Mois d'Août / sommaire des chroniques / sommaire de Camilist

Chroniques du 5 Août.

1630

Louis XIII et Anne d’Autriche font un vœu en la basilique Notre Dame de Fourvière à Lyon. En reconnaissance du fils obtenu, le Roi consacre la France (" la fille aînée de l’Eglise ") à la Vierge Marie.

Mais cet édifice est prenant pour bien d’autres raisons. La colline de Fourvière, à Lyon, semble s’opposer à la Croix-Rousse, la colline du travail, celle des canuts.

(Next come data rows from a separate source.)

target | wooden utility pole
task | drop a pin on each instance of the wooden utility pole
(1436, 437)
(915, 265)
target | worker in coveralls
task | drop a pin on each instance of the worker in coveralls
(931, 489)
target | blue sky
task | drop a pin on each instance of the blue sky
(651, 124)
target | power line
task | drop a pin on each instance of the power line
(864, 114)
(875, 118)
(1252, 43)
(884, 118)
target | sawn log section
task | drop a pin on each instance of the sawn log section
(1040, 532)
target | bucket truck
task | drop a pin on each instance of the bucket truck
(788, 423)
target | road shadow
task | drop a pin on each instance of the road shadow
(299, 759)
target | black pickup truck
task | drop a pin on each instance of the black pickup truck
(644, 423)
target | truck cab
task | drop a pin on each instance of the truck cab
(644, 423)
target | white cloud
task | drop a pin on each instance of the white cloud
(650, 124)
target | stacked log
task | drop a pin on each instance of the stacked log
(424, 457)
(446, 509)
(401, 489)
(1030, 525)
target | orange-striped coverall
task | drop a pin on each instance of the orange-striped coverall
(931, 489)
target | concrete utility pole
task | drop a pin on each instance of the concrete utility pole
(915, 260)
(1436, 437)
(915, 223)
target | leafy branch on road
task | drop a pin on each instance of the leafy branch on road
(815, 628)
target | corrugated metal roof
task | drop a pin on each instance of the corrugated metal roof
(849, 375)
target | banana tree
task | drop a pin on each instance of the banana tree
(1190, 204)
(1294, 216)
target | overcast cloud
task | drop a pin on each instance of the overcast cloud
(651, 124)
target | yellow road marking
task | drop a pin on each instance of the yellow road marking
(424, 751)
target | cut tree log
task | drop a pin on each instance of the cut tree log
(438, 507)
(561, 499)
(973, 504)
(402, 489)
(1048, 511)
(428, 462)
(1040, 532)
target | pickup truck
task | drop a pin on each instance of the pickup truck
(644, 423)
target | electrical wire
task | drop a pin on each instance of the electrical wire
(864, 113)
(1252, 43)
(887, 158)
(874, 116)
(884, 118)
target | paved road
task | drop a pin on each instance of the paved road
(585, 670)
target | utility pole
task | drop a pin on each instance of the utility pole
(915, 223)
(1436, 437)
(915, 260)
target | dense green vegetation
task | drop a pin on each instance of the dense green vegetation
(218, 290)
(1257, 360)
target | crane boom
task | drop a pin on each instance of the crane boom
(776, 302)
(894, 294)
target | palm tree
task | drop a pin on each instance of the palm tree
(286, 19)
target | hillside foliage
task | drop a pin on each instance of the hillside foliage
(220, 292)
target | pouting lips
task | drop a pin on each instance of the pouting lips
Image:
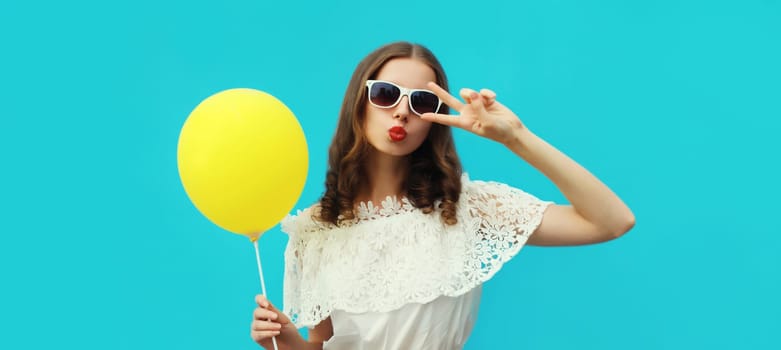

La basilique Notre-Dame, qui la domine, attire l’attention d’abord par ses dimensions imposantes, qui en font une sorte de citadelle de la foi, et par son architecture "triomphaliste" de la fin du XIXe siècle, où se mêlent le roman, le gothique, le byzantin et une sorte de style italien du XVIIe siècle.

Baptisé "la maison dorée" à cause de l’exubérance de sa décoration de mosaïques et d’ors, cet édifice n’est pas le véritable lieu sacré de la colline : c’est l’ancienne et modeste chapelle romane de Fourvière qui constitue le centre réel du pèlerinage, avec son clocher surmonté d’une vierge dorée qui tend ses deux mains vers Lyon en signe d’appel.

La dévotion mariale, en effet, n’a pas attendu la construction de la basilique, commencée en 1871, pour s’épanouir sur cette colline, qui fut un des premiers lieux consacrés à ce culte.

En 135, arrivait à Lyon l’évêque Pothin, disciple de saint Polycarpe, lui-même ami de l’apôtre saint Jean, qui avait recueilli Marie. Pothin aurait apporté un portrait de la Vierge attribué, comme les autres œuvres du genre, à StLuc. C’est de cette époque que date le premier sanctuaire marial de Fourvière.

Pothin, en effet, fut exécuté en 177 sur le forum de Trajan, qui donna son nom à Fourvière (Forum vetus ), et la théologie mariale proprement dite y fut développée par son successeur, saint Irénée, qui mourut comme Pothin dans la prison du Vieux Forum et qui fut le premier docteur à célébrer Marie dans son rôle de nouvelle Ève.

En 840, après l’écroulement du Vieux Forum, une nouvelle chapelle mariale fut édifiée. Louis XI la dota richement et, en 1630, Louis XIII et Anne d’Autriche y vinrent faire un vœu en demandant la grâce d’avoir un fils. Après la naissance du dauphin, le roi consacra la France à Marie.

Dès 1645, la dévotion propre à Fourvière fait référence à la "Vierge immaculée" et, en 1659, lors de l’érection d’une statue de la Mère de Dieu, les échevins font graver sur son socle : "à la Vierge conçue sans péché".

En 1854, le dogme de l’Immaculée Conception est promulgué, deux siècles après que se fut exprimée la piété lyonnaire au sujet de cette croyance.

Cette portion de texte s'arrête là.